Sicilian photographer Mimi Mollica is known for his close observations of people and the environments they inhabit, producing community-led photographic exposés that show neither the best nor the worst, but the truth of a place and its people.
With his latest photographic series, East London Up Close, published by Hoxton Mini Press as part of its ongoing endeavour to purvey accessible and affordable photography books, Mimi has truly used his lens like a microscope, capturing extraordinary tableaus of the uniquely contrasting and surprisingly harmonious across the vivid backdrop of East London.

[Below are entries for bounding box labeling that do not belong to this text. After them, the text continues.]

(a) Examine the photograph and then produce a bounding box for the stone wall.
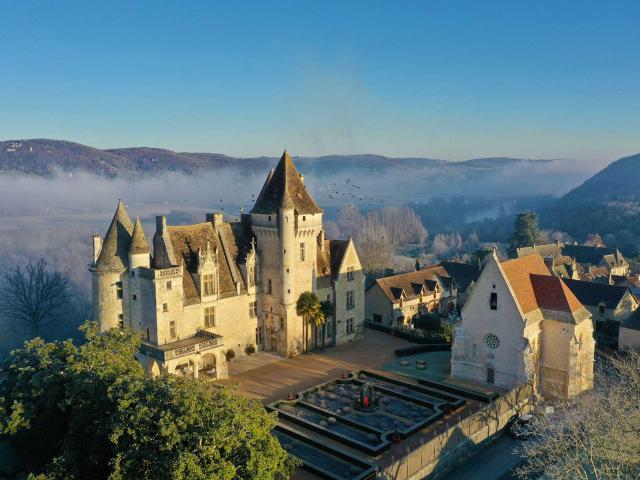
[380,385,533,480]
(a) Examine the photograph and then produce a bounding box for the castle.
[90,151,364,379]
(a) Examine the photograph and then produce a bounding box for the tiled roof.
[531,274,583,313]
[516,243,564,258]
[251,151,322,214]
[621,308,640,330]
[440,261,480,290]
[376,265,447,302]
[502,254,550,314]
[562,245,626,265]
[564,278,627,310]
[95,200,133,271]
[129,217,151,255]
[168,222,244,300]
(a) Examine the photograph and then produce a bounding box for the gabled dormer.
[240,239,258,294]
[197,240,220,301]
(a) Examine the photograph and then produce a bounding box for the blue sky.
[0,0,640,160]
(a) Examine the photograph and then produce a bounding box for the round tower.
[89,200,133,332]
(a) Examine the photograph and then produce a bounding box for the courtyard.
[221,329,512,480]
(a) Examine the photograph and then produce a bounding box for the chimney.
[206,212,224,228]
[156,215,167,236]
[91,235,102,263]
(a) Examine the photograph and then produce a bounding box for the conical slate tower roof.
[129,217,151,255]
[96,200,133,271]
[251,150,322,214]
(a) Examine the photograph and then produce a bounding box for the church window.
[347,267,356,282]
[484,333,500,350]
[202,273,216,295]
[347,290,356,310]
[489,292,498,310]
[347,318,353,335]
[204,307,216,328]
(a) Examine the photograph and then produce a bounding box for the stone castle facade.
[451,252,595,398]
[90,152,364,378]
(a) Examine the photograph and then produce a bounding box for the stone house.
[451,252,595,397]
[618,309,640,350]
[90,152,364,378]
[365,266,457,327]
[440,261,482,309]
[565,279,638,348]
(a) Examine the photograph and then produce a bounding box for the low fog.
[0,160,594,352]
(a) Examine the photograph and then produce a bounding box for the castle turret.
[89,200,133,331]
[251,151,322,355]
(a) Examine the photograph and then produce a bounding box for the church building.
[90,152,364,378]
[451,252,595,398]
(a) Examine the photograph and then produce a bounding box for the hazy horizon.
[0,0,640,161]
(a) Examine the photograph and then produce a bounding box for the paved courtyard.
[220,329,409,403]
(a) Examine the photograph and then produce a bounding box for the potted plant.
[224,348,236,362]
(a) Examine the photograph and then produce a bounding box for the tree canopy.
[0,324,295,480]
[511,212,540,250]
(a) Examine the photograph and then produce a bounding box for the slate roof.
[440,261,480,290]
[129,217,151,255]
[168,222,244,301]
[251,150,322,214]
[501,254,584,314]
[375,265,450,302]
[564,278,628,310]
[620,308,640,330]
[95,200,133,271]
[316,240,349,284]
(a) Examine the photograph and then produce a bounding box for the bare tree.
[517,352,640,480]
[356,222,393,273]
[0,258,71,337]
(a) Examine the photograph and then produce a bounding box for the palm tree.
[320,300,334,350]
[296,292,324,352]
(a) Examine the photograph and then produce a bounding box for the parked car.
[509,413,539,440]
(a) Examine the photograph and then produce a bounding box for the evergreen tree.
[511,212,540,255]
[0,324,295,480]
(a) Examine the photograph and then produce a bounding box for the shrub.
[413,313,440,332]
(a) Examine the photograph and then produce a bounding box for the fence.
[378,385,533,480]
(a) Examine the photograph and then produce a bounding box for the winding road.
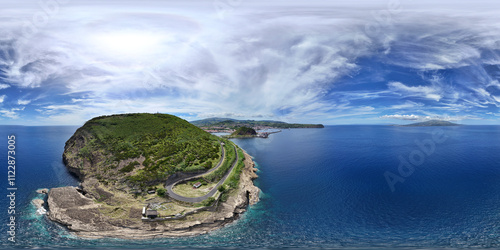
[165,141,238,203]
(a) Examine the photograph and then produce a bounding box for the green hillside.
[63,114,221,186]
[231,127,257,136]
[191,118,324,129]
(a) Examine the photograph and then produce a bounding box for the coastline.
[47,150,260,239]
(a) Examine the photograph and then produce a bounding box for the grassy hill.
[63,114,221,186]
[231,127,257,136]
[191,118,324,129]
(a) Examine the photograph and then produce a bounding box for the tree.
[156,188,167,197]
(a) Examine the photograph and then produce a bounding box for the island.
[399,120,461,127]
[191,118,325,138]
[47,113,259,239]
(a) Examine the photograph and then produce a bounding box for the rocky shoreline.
[47,152,260,239]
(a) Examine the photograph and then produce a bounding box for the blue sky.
[0,0,500,125]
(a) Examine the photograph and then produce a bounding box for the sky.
[0,0,500,125]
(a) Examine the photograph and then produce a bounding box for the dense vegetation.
[191,118,324,129]
[231,127,257,136]
[205,142,236,182]
[65,114,221,186]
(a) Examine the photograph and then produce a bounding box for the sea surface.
[0,126,500,249]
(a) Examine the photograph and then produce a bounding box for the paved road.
[165,145,238,203]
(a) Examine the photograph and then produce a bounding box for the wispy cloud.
[0,0,500,123]
[387,82,443,101]
[17,99,31,105]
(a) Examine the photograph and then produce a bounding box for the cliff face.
[63,114,220,193]
[47,150,259,239]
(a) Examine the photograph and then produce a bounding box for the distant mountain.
[190,117,235,127]
[191,118,324,129]
[401,120,461,127]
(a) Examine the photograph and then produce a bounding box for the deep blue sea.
[0,126,500,249]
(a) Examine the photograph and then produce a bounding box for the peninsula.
[47,114,259,239]
[191,118,325,138]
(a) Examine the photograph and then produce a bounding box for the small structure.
[146,210,158,219]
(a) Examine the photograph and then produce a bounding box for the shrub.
[156,188,167,197]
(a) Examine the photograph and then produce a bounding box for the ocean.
[0,125,500,249]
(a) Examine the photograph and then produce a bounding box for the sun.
[92,31,162,57]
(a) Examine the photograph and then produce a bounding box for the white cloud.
[0,109,19,119]
[17,99,31,105]
[0,1,500,122]
[388,101,425,109]
[387,82,443,101]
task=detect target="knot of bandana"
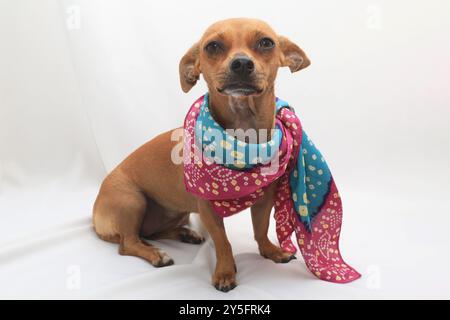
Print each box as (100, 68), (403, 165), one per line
(183, 94), (360, 283)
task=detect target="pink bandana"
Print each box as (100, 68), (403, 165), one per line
(183, 96), (360, 283)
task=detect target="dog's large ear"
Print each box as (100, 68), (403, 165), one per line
(179, 43), (201, 92)
(278, 36), (311, 72)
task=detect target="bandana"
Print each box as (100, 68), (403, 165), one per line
(183, 94), (361, 283)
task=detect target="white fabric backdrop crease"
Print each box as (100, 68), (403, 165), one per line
(0, 0), (450, 299)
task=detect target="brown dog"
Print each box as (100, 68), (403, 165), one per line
(93, 19), (310, 291)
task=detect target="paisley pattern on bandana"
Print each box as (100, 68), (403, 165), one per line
(183, 95), (360, 283)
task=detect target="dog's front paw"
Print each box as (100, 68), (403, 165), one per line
(259, 244), (297, 263)
(212, 270), (237, 292)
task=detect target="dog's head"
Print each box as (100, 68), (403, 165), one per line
(180, 18), (310, 96)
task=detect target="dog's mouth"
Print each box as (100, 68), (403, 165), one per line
(217, 82), (263, 96)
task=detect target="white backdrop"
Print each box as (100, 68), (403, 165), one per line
(0, 0), (450, 299)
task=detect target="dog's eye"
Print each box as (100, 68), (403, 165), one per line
(205, 41), (223, 54)
(258, 38), (275, 50)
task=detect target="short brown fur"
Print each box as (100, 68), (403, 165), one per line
(93, 18), (310, 291)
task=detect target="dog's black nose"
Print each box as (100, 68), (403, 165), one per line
(230, 57), (255, 76)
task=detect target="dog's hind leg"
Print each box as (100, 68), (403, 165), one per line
(144, 213), (205, 244)
(94, 172), (173, 267)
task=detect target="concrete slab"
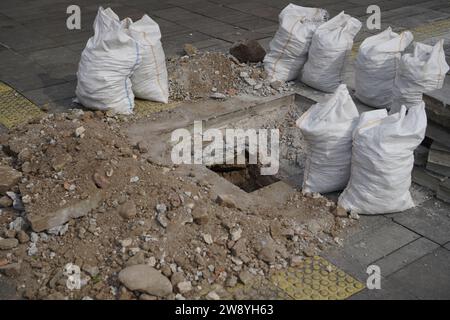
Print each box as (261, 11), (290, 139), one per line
(374, 238), (439, 277)
(326, 219), (420, 267)
(392, 199), (450, 245)
(388, 248), (450, 300)
(349, 278), (418, 300)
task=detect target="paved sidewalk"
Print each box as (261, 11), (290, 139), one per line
(0, 0), (450, 109)
(0, 0), (450, 299)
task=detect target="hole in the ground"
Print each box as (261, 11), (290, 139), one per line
(208, 152), (280, 193)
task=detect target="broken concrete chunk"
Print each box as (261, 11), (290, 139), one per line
(216, 194), (236, 208)
(183, 43), (198, 57)
(230, 40), (266, 63)
(0, 238), (19, 250)
(118, 200), (137, 219)
(0, 196), (13, 208)
(0, 165), (22, 195)
(119, 264), (172, 297)
(27, 191), (103, 232)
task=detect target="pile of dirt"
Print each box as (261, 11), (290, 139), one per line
(167, 51), (292, 101)
(0, 110), (354, 299)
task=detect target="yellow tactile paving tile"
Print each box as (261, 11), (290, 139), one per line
(0, 82), (44, 129)
(134, 99), (179, 116)
(271, 256), (364, 300)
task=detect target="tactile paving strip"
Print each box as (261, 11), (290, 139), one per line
(271, 256), (364, 300)
(224, 256), (364, 300)
(0, 82), (44, 129)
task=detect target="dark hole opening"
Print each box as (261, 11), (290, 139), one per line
(208, 152), (280, 193)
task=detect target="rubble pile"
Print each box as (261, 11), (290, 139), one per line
(0, 110), (354, 299)
(167, 46), (293, 101)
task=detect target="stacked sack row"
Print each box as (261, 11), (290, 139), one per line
(264, 4), (361, 92)
(76, 7), (169, 114)
(297, 84), (427, 214)
(264, 4), (448, 112)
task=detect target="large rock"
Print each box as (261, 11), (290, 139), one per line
(230, 40), (266, 63)
(25, 191), (104, 232)
(0, 165), (22, 194)
(119, 264), (172, 297)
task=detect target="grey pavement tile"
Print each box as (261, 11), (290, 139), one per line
(233, 17), (277, 31)
(349, 278), (418, 300)
(0, 275), (20, 300)
(192, 38), (232, 50)
(217, 30), (273, 42)
(328, 219), (419, 266)
(26, 47), (80, 67)
(388, 248), (450, 299)
(153, 7), (205, 22)
(374, 238), (439, 277)
(23, 81), (76, 105)
(0, 26), (56, 51)
(390, 199), (450, 245)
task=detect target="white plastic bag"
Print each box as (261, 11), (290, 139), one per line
(264, 4), (328, 81)
(297, 84), (359, 193)
(76, 7), (141, 114)
(338, 102), (427, 214)
(301, 11), (361, 92)
(129, 15), (169, 103)
(391, 40), (449, 113)
(355, 27), (413, 108)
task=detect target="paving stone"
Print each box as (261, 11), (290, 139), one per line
(326, 215), (420, 266)
(23, 81), (76, 105)
(26, 47), (80, 67)
(374, 238), (439, 277)
(349, 278), (418, 300)
(391, 199), (450, 245)
(388, 248), (450, 299)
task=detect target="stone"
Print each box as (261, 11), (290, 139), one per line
(75, 126), (86, 138)
(156, 213), (169, 228)
(230, 40), (266, 63)
(239, 270), (253, 285)
(119, 264), (172, 297)
(27, 191), (103, 232)
(291, 256), (303, 267)
(156, 203), (167, 213)
(16, 230), (30, 243)
(303, 246), (316, 257)
(270, 80), (283, 90)
(0, 263), (20, 277)
(0, 238), (19, 250)
(125, 251), (145, 267)
(118, 200), (137, 220)
(258, 245), (275, 263)
(333, 206), (348, 218)
(203, 233), (214, 244)
(177, 281), (192, 294)
(51, 153), (72, 171)
(192, 207), (209, 225)
(0, 165), (22, 194)
(183, 43), (198, 57)
(92, 172), (109, 189)
(209, 92), (227, 100)
(225, 275), (238, 288)
(230, 227), (242, 241)
(206, 291), (220, 300)
(216, 194), (236, 208)
(0, 196), (13, 208)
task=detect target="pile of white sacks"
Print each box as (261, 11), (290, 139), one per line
(76, 7), (169, 114)
(264, 4), (449, 214)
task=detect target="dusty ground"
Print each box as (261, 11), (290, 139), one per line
(0, 53), (355, 299)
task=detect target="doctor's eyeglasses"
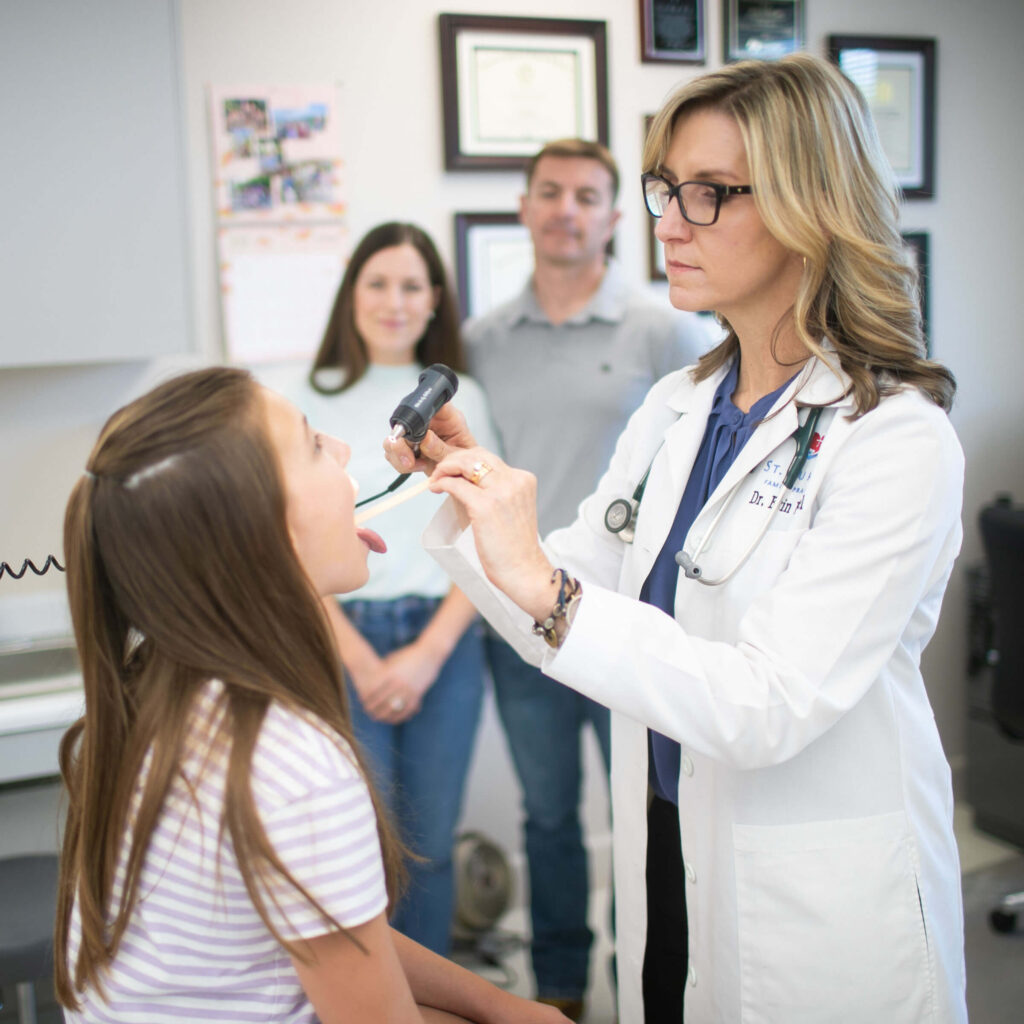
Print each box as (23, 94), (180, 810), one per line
(640, 173), (754, 227)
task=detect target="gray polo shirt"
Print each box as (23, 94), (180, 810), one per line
(464, 261), (713, 536)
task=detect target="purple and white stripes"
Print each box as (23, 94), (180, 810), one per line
(66, 682), (387, 1024)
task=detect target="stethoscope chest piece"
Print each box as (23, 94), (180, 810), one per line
(604, 498), (636, 544)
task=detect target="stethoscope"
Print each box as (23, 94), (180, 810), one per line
(604, 406), (822, 587)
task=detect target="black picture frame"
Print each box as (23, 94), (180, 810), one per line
(640, 0), (707, 65)
(827, 35), (936, 199)
(438, 14), (608, 171)
(722, 0), (804, 63)
(902, 231), (932, 357)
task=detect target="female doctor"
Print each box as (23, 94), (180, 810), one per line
(389, 55), (967, 1024)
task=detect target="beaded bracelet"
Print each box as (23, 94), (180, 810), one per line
(534, 569), (583, 648)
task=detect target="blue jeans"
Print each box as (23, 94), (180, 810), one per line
(342, 596), (483, 955)
(485, 631), (611, 999)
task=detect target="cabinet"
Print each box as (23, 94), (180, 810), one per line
(0, 0), (191, 367)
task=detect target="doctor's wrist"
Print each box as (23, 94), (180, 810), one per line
(534, 568), (583, 649)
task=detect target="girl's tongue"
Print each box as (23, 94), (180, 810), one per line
(355, 526), (387, 555)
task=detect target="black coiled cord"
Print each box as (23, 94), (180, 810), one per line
(0, 555), (65, 580)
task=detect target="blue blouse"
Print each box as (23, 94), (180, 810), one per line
(640, 358), (792, 804)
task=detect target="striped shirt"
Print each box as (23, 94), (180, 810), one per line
(66, 682), (387, 1024)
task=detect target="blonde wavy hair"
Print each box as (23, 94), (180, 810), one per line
(643, 53), (956, 416)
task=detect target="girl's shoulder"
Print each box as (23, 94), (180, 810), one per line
(252, 701), (366, 801)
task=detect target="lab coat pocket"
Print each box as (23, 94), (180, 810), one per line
(733, 813), (935, 1024)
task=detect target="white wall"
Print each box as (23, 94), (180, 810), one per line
(0, 0), (1024, 868)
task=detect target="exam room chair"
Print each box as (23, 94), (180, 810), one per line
(0, 853), (57, 1024)
(975, 497), (1024, 932)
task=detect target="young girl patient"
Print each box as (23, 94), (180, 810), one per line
(55, 369), (565, 1024)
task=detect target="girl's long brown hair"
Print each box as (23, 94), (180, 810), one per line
(309, 220), (466, 394)
(642, 53), (956, 416)
(54, 368), (402, 1007)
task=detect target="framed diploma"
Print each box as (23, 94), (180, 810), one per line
(903, 231), (932, 357)
(455, 213), (534, 319)
(640, 0), (705, 63)
(438, 14), (608, 171)
(828, 36), (935, 199)
(724, 0), (804, 61)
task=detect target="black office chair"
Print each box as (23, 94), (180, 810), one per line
(978, 497), (1024, 932)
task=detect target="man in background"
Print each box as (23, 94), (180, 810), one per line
(465, 139), (712, 1020)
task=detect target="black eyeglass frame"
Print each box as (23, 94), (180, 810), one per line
(640, 171), (754, 227)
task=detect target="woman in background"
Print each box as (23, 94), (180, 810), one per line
(268, 222), (496, 953)
(55, 369), (564, 1024)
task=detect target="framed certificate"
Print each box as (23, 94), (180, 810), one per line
(438, 14), (608, 171)
(724, 0), (804, 61)
(828, 36), (935, 199)
(640, 0), (705, 63)
(455, 213), (534, 319)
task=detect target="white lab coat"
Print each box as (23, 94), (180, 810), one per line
(424, 359), (967, 1024)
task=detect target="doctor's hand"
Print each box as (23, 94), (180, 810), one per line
(384, 402), (476, 476)
(430, 447), (559, 621)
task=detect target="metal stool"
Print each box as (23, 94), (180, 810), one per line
(0, 853), (57, 1024)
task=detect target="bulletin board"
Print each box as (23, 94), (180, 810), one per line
(209, 84), (349, 366)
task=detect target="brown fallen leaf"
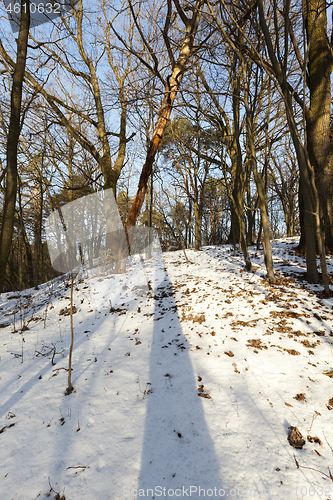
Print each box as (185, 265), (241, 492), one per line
(293, 392), (306, 401)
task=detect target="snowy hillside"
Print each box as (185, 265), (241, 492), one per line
(0, 239), (333, 500)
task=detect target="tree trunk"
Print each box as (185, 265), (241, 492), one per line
(0, 0), (30, 293)
(126, 0), (203, 226)
(303, 0), (333, 252)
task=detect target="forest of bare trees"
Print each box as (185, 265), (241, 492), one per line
(0, 0), (333, 294)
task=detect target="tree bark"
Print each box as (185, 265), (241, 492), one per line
(0, 0), (30, 292)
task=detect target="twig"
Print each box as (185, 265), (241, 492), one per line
(293, 455), (333, 482)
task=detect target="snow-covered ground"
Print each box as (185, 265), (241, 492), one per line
(0, 239), (333, 500)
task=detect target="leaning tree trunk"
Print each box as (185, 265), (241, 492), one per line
(0, 0), (30, 293)
(126, 0), (203, 227)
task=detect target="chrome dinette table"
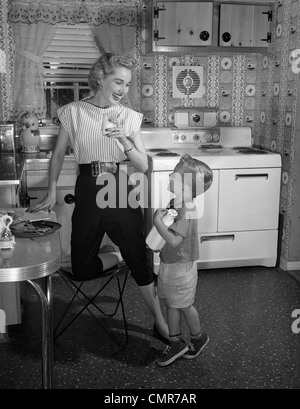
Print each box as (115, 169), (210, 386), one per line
(0, 208), (61, 389)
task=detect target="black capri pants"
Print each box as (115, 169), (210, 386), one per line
(71, 172), (153, 286)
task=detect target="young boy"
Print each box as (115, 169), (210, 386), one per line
(153, 155), (213, 366)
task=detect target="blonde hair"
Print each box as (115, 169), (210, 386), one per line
(88, 53), (137, 92)
(174, 154), (213, 199)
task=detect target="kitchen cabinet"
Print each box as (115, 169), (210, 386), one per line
(0, 181), (22, 332)
(148, 0), (275, 53)
(25, 157), (78, 264)
(153, 1), (213, 46)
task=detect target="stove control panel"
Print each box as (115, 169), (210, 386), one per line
(172, 128), (220, 145)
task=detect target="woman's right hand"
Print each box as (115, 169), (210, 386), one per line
(27, 192), (56, 213)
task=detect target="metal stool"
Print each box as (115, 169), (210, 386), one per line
(54, 262), (129, 347)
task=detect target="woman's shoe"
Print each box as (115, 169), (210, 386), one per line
(153, 324), (169, 345)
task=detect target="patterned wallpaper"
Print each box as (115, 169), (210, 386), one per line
(139, 0), (300, 269)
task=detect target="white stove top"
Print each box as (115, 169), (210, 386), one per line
(142, 127), (281, 171)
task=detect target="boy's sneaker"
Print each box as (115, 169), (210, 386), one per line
(157, 339), (189, 366)
(182, 333), (209, 359)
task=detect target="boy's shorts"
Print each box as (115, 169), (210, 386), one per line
(157, 261), (198, 308)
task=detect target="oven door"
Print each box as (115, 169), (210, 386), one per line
(150, 170), (219, 233)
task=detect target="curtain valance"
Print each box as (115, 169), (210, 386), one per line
(8, 0), (140, 27)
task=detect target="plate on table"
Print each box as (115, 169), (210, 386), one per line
(10, 220), (61, 238)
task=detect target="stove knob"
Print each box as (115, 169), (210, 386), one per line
(212, 133), (220, 142)
(199, 31), (210, 41)
(64, 193), (75, 204)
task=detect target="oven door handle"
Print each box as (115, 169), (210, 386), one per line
(235, 173), (269, 180)
(200, 234), (235, 243)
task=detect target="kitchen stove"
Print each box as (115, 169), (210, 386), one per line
(142, 127), (281, 272)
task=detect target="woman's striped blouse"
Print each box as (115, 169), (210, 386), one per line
(57, 100), (143, 164)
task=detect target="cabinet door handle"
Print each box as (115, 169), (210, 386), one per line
(200, 234), (234, 243)
(235, 173), (269, 180)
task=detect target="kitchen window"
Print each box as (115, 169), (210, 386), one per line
(43, 22), (100, 123)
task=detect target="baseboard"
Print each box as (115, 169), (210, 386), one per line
(280, 257), (300, 271)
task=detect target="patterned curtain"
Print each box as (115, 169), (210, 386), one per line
(9, 0), (140, 26)
(8, 0), (140, 119)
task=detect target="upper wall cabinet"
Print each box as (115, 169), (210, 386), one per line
(151, 0), (276, 53)
(219, 4), (273, 47)
(153, 1), (213, 47)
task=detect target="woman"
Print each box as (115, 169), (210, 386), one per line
(30, 53), (168, 340)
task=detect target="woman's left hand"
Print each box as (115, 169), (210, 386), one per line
(153, 209), (168, 224)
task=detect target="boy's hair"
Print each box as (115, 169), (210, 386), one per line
(175, 154), (213, 199)
(88, 53), (137, 92)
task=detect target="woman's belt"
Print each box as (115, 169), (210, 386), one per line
(79, 161), (119, 177)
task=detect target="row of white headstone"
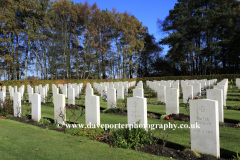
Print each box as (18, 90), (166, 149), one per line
(190, 79), (228, 158)
(236, 78), (240, 89)
(145, 79), (232, 157)
(0, 79), (238, 157)
(93, 81), (136, 109)
(85, 81), (147, 129)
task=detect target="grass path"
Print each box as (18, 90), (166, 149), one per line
(0, 119), (170, 160)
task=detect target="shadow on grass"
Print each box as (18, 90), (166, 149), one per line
(224, 118), (240, 124)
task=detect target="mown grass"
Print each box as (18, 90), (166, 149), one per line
(0, 119), (170, 160)
(0, 84), (240, 159)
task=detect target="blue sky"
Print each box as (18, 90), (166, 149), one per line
(73, 0), (177, 54)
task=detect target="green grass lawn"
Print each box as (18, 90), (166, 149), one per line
(0, 119), (170, 160)
(0, 84), (240, 159)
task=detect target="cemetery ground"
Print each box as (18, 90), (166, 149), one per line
(0, 84), (240, 159)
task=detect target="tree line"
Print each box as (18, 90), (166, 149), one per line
(0, 0), (240, 80)
(158, 0), (240, 75)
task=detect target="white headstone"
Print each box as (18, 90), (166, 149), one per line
(207, 89), (224, 122)
(182, 85), (193, 103)
(127, 97), (148, 129)
(157, 85), (166, 103)
(117, 86), (124, 99)
(32, 93), (41, 122)
(166, 88), (179, 114)
(190, 99), (220, 158)
(68, 88), (75, 105)
(133, 88), (144, 98)
(13, 92), (22, 117)
(54, 94), (66, 125)
(107, 87), (116, 109)
(85, 95), (100, 125)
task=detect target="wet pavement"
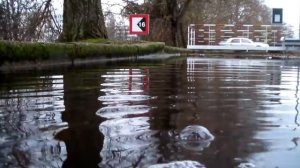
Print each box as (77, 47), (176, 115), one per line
(0, 57), (300, 168)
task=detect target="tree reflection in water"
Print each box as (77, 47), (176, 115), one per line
(55, 72), (104, 168)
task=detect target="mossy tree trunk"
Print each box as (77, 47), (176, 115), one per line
(60, 0), (107, 41)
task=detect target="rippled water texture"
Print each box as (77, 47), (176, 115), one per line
(0, 57), (300, 168)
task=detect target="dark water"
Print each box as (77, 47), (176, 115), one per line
(0, 57), (300, 168)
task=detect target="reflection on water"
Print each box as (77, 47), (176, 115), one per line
(0, 75), (66, 167)
(97, 69), (159, 167)
(0, 57), (300, 168)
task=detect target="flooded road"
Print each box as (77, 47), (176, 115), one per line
(0, 57), (300, 168)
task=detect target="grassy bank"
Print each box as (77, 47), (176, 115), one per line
(0, 41), (169, 64)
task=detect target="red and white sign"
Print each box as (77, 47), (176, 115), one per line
(129, 14), (150, 35)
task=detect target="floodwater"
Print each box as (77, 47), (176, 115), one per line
(0, 57), (300, 168)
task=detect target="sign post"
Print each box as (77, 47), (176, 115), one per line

The result is an ecstatic, joyful and candidly awkward capture of a diverse community that has an almost evidential and confrontational feel. With a tone that is both uncomfortable and familiar, it is as if we are being granted access to something that we’ve been ignoring all along: all ingrained with spontaneity and liveliness found in the streets, people, architecture, wildlife and warmth that, similarly to Mimi, calls East London their home.
This humanity and giddiness are alive in his portraits and landscapes, where Mimi finds an eclectic authenticity in the smallest scene and beautifully contrasts the aggressive and the soft. In the end, Mimi’s work is fundamentally human; it feels impulsive and instinctual, all whilst finding wonderfully captivating moments in seemingly mundane environments.
East London Up Close is released on 18 March, available from and published by Hoxton Mini Press, featuring an introduction from Rachel Segal Hamilton.